I wake to freezing cold air finding me from an open door with lots of baggage workers trucking by me at 4:30 am, and decide to go stake out a spot by the gate that my 9:25 am flight is supposed to depart from. Keep in mind that I was supposed to be AT EASTMAN at 9:00 am for the beginning of the audition day convocation, where they talk about the school, the audition day, and hand out schedules. Not gonna happen. After much anxiety and much CNN watching, our flight finally leaves. I was told by the gate agent that I talked the night before that my cello would be on that first flight to Rochester even if I wasn't on it, so it seemed logical to think that since I was, in fact, on the flight, that my cello would most definitely be on it as well. Hmm. In any case, my flight ends up leaving with me on it, and how I got an actual seat is still a mystery to me, since the gate agents all swore up and down that the earliest available spot for me to get to Rochester was today at 4:00 pm

Upon my arrival in Rochester, the nightmare continues, and I discover to my extreme horror that my cello has not accompanied me, meaning that is floating around in the freezing hell that is the O'Hare luggage department. The fact that I need to play it in approximately 3 hours notwithstanding, the simple idea that it's lost in the baggage area, in the cold, being tossed about by knuckle-dragging, poo-tossing baggage monkeys who wouldn't know an expensive string instrument if it hit them in the face, is horrifying enough in and of itself. So, after several simultaneous minor heart attacks, I find the shuttle to my hotel, and proceed to shower, shave and iron my clothes faster than I ever thought possible. I honestly don't think I could have done it any faster if there had been a gun to my head.

I walk to the Eastman Admissions department, who have already been informed that I will be late, and that I will be severely lacking in the cello-to-play-on department. They talk to the cello professors who I was supposed to audition for at 12:00 noon (It's now 3:30 pm) and I am conveniently outfitted with a very nice cello, which, despite it's excellent quality, is still most definitely not the cello that I have been playing on for the last 2 years.

After getting an excellent, rather unexpected warm-up, I play an audition that was described by Alan Harris, the professor that I want to study with, as "making lemonade out of lemons". During the audition, I begin with numerous strange fingers-going-the-wrong-way incidents but manage to pull together a respectable performance of the Allemande from the 6th Bach Suite, play a good-to-excellent rendition of the Bach Courante, and then proceed to crash head-first into a very solid brick wall when I attempt the first movement of the Dvorak concerto, beginning with some decidedly un-cello like sounds that could have been mistaken for a duck being strangled, and can probably be attributed to my lack of sleep, frazzled state of mind, and just maybe the fact that I am playing on a completely unfamiliar cello. Coincidentally, my sub-conscience picks this particular piece to decide that I am now unable to play the shifts that I have worked so hard on over the past 6 months. I finish with my ludicrously hard etude, which goes reasonably well, but still contains many mini-train wreck moments that are both obvious and infuriating.
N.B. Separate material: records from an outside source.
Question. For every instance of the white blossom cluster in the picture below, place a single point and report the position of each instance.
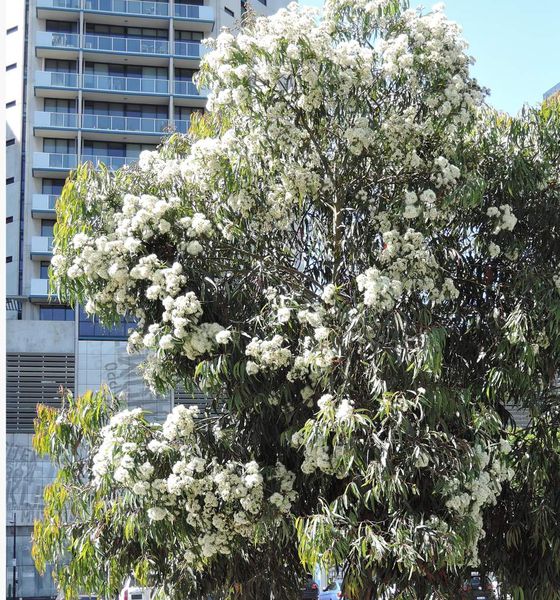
(503, 217)
(480, 488)
(170, 477)
(408, 266)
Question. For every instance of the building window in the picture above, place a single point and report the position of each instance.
(56, 313)
(53, 187)
(44, 269)
(47, 227)
(90, 328)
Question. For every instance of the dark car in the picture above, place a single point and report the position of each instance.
(309, 589)
(477, 587)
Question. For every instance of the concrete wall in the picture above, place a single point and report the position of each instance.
(40, 336)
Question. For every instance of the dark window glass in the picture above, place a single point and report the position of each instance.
(60, 66)
(44, 269)
(59, 146)
(47, 227)
(90, 328)
(60, 105)
(56, 313)
(52, 186)
(184, 74)
(61, 26)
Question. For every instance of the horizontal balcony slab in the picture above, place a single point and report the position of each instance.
(41, 247)
(43, 206)
(39, 291)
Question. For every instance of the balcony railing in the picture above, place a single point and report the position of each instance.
(126, 84)
(191, 11)
(129, 45)
(58, 40)
(54, 160)
(43, 203)
(42, 245)
(129, 7)
(39, 288)
(58, 3)
(187, 88)
(190, 49)
(54, 79)
(132, 124)
(111, 162)
(58, 120)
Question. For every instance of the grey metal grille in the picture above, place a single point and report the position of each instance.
(33, 379)
(196, 398)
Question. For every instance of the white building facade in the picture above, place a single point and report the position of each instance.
(86, 80)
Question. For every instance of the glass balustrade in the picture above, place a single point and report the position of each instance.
(130, 7)
(191, 11)
(111, 162)
(126, 84)
(58, 3)
(43, 202)
(54, 160)
(62, 120)
(190, 49)
(54, 79)
(186, 88)
(57, 40)
(129, 45)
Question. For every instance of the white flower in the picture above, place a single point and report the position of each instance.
(157, 513)
(223, 337)
(252, 368)
(194, 247)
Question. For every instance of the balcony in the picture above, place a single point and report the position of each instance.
(110, 84)
(189, 91)
(194, 18)
(50, 123)
(132, 125)
(95, 44)
(41, 247)
(111, 162)
(43, 206)
(140, 8)
(46, 163)
(50, 84)
(51, 9)
(39, 290)
(57, 45)
(188, 54)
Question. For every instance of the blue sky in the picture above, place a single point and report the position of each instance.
(514, 42)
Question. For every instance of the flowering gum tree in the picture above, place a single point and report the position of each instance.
(357, 260)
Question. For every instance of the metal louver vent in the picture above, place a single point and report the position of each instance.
(33, 379)
(192, 399)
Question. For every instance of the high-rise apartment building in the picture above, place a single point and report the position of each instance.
(86, 80)
(553, 92)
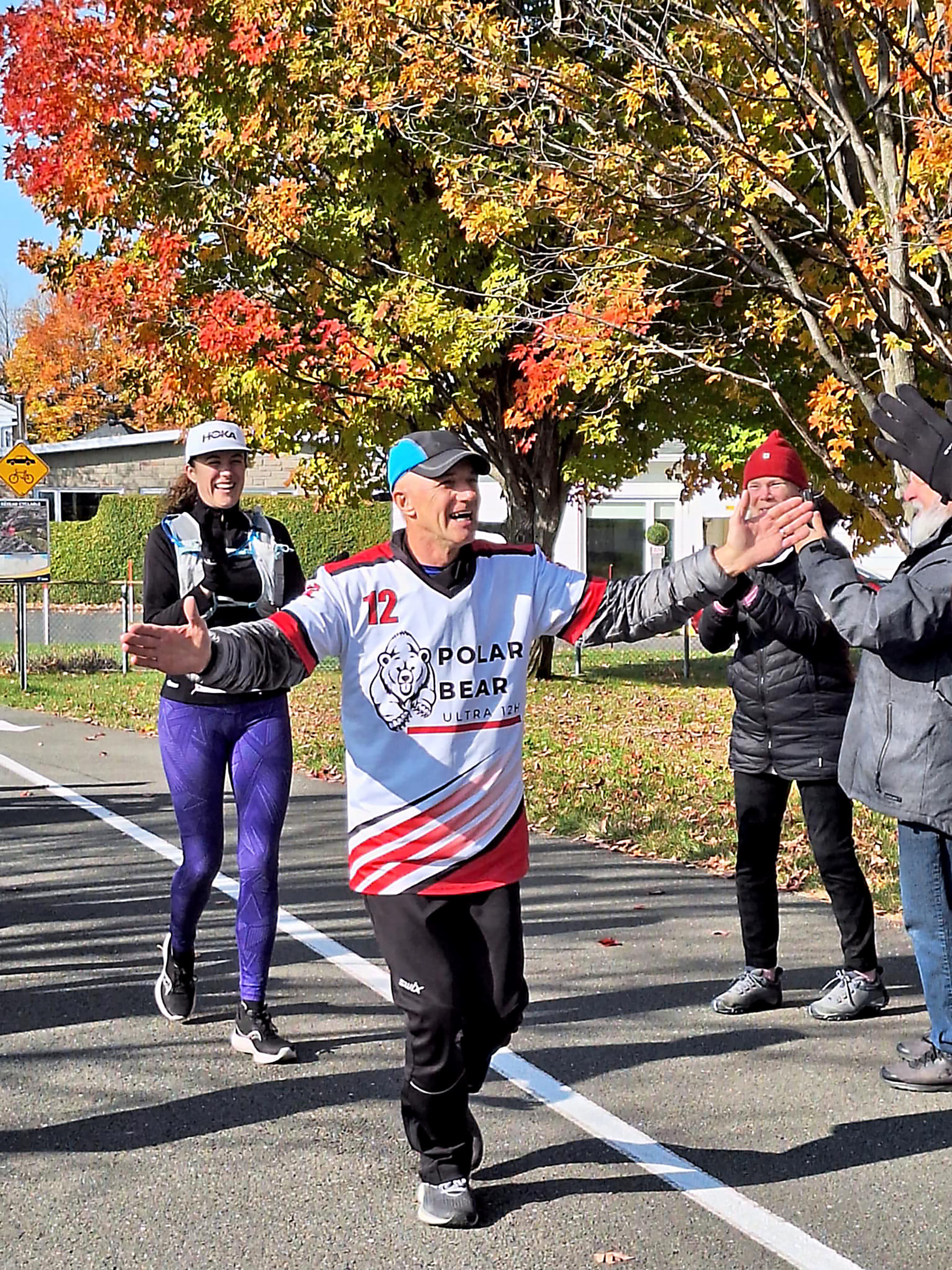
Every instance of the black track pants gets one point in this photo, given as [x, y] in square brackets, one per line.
[456, 967]
[761, 802]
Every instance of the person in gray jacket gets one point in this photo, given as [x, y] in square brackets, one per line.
[896, 755]
[792, 686]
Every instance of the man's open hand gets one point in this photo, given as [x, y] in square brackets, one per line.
[752, 543]
[175, 649]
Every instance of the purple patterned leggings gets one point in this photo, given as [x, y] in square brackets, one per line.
[251, 741]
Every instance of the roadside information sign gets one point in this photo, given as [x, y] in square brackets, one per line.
[24, 540]
[21, 469]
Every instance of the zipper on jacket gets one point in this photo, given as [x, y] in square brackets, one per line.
[893, 798]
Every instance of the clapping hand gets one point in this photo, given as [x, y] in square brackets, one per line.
[752, 543]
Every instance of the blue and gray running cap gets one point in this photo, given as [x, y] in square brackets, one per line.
[432, 454]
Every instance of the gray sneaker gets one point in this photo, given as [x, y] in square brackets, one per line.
[750, 991]
[447, 1203]
[849, 995]
[931, 1072]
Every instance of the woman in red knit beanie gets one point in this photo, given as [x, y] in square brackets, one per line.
[792, 685]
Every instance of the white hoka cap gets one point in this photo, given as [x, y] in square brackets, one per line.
[205, 439]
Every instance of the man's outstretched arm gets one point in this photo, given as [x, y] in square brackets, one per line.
[261, 656]
[664, 600]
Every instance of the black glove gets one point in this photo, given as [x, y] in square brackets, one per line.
[916, 436]
[739, 588]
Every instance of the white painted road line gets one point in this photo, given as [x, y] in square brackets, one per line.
[758, 1223]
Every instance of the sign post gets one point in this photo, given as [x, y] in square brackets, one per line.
[24, 558]
[24, 531]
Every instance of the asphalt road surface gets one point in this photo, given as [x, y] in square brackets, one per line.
[636, 1119]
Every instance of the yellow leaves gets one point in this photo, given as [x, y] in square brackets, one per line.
[832, 418]
[276, 215]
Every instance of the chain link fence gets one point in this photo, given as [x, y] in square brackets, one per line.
[70, 624]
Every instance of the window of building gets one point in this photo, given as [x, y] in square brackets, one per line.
[617, 547]
[74, 505]
[616, 539]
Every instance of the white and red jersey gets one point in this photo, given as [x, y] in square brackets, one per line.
[433, 700]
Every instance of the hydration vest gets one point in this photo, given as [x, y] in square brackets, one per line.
[185, 534]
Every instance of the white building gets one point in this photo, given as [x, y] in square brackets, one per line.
[611, 534]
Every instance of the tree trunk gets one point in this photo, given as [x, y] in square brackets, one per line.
[531, 470]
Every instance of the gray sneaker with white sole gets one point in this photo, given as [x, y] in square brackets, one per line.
[752, 990]
[447, 1203]
[849, 995]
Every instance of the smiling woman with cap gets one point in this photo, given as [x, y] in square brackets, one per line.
[235, 566]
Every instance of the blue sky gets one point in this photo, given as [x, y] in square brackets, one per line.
[18, 220]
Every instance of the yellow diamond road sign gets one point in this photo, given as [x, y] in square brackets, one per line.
[21, 469]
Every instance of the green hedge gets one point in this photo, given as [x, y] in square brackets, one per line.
[97, 550]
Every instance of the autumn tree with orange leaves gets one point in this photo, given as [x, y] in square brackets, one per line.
[277, 248]
[777, 173]
[73, 379]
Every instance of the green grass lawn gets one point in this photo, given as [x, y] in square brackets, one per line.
[627, 756]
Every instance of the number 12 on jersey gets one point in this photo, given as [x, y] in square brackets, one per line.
[380, 609]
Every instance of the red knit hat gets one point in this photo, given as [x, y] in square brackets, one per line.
[776, 458]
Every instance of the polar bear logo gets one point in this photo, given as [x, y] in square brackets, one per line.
[404, 683]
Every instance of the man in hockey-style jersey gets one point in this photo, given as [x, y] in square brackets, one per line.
[433, 632]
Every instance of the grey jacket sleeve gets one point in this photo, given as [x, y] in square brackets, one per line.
[659, 601]
[257, 657]
[900, 619]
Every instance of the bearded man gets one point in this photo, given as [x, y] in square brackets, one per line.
[896, 755]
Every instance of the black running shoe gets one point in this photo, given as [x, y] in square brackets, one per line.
[257, 1036]
[176, 986]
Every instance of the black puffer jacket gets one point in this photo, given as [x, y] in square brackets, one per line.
[791, 677]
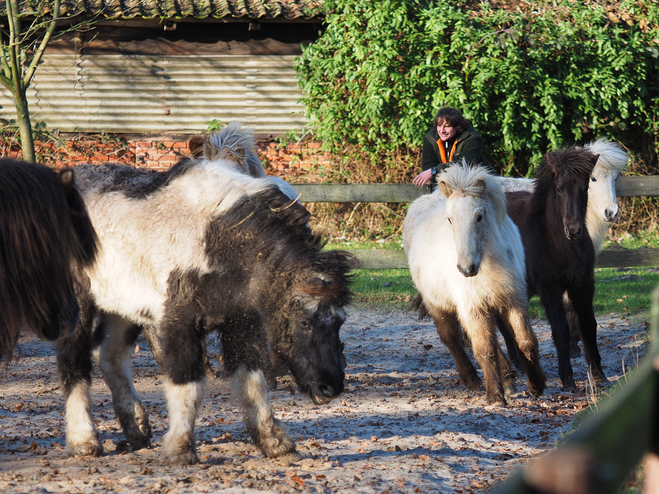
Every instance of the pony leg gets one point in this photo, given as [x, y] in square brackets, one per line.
[150, 334]
[575, 330]
[482, 332]
[450, 334]
[519, 323]
[74, 364]
[246, 357]
[552, 300]
[582, 302]
[184, 368]
[265, 430]
[509, 339]
[117, 339]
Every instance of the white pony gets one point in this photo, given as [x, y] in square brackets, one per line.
[602, 199]
[467, 261]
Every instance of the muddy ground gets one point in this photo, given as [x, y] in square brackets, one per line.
[405, 423]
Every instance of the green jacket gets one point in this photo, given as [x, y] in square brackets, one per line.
[470, 147]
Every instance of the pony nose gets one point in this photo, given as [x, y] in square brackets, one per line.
[610, 214]
[573, 232]
[468, 271]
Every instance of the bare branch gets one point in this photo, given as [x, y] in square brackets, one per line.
[29, 73]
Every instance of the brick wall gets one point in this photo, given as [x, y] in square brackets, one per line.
[161, 152]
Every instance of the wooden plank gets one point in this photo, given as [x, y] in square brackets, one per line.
[395, 259]
[638, 186]
[396, 193]
[359, 192]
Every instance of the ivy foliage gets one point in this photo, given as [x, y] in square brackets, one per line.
[530, 79]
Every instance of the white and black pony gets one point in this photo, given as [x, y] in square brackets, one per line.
[197, 248]
[44, 233]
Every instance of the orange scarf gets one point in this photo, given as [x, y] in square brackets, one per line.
[442, 151]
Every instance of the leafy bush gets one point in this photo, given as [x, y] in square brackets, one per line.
[530, 79]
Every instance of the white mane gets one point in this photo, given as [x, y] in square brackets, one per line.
[237, 145]
[602, 199]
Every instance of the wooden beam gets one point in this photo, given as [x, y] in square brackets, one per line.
[359, 192]
[638, 186]
[627, 258]
[399, 193]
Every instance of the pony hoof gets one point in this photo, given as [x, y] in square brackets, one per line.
[182, 458]
[575, 351]
[140, 436]
[278, 446]
[536, 392]
[496, 401]
[86, 449]
[474, 385]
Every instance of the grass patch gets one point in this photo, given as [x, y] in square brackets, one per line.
[618, 291]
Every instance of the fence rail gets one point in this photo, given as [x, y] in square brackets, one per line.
[602, 452]
[404, 193]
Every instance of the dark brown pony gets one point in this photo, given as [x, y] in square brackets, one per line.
[44, 231]
[560, 257]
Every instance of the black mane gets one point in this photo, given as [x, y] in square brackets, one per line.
[575, 163]
[137, 183]
[271, 226]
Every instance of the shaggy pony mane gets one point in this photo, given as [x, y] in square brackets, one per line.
[611, 156]
[237, 145]
[278, 226]
[574, 163]
[476, 181]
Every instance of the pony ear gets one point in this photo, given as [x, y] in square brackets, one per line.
[65, 177]
[196, 145]
[444, 189]
[480, 188]
[209, 151]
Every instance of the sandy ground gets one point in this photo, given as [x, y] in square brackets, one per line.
[404, 424]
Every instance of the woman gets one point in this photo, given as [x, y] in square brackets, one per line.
[450, 139]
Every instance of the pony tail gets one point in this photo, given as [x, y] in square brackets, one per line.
[83, 230]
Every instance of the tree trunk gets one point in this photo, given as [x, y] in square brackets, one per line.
[24, 125]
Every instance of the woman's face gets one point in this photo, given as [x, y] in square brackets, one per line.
[446, 131]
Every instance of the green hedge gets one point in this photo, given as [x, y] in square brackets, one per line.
[559, 72]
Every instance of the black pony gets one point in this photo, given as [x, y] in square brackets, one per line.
[560, 257]
[44, 232]
[199, 248]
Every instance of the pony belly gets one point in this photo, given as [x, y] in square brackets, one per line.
[137, 299]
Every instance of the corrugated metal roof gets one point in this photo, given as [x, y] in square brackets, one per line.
[178, 94]
[177, 9]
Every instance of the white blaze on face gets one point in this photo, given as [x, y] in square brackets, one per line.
[467, 217]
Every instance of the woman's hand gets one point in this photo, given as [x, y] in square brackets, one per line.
[421, 179]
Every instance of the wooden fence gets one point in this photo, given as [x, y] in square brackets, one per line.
[601, 453]
[403, 193]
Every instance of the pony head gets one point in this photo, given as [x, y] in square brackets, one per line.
[475, 205]
[310, 343]
[235, 145]
[562, 183]
[602, 197]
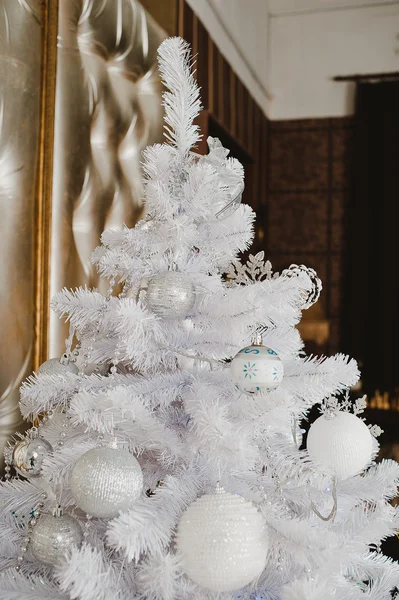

I am still not entirely pleased with my performance, even considering the circumstances, but one inevitable fact that is true, regardless of everything that has happened -

I am

DONE.

And now, I am going to go call American Airlines, try to find Trinity (my cello), and then watch TV, get a large quantity of food via room service (I just realized the only thing I've had to eat yet today is a single orange), and sleep for 16 hours straight. My flight tomorrow, if it ends up leaving at all, is scheduled to head to Chicago at 4:30 in the afternoon, so I've got lots of time to do Absolutely Nothing all morning.

And that, folks, concludes the monumental clusterf@#k that was my audition.
(pardon my french, for those of you with sensitive ears)

Don't check your precious cellos as baggage on American Airlines flights.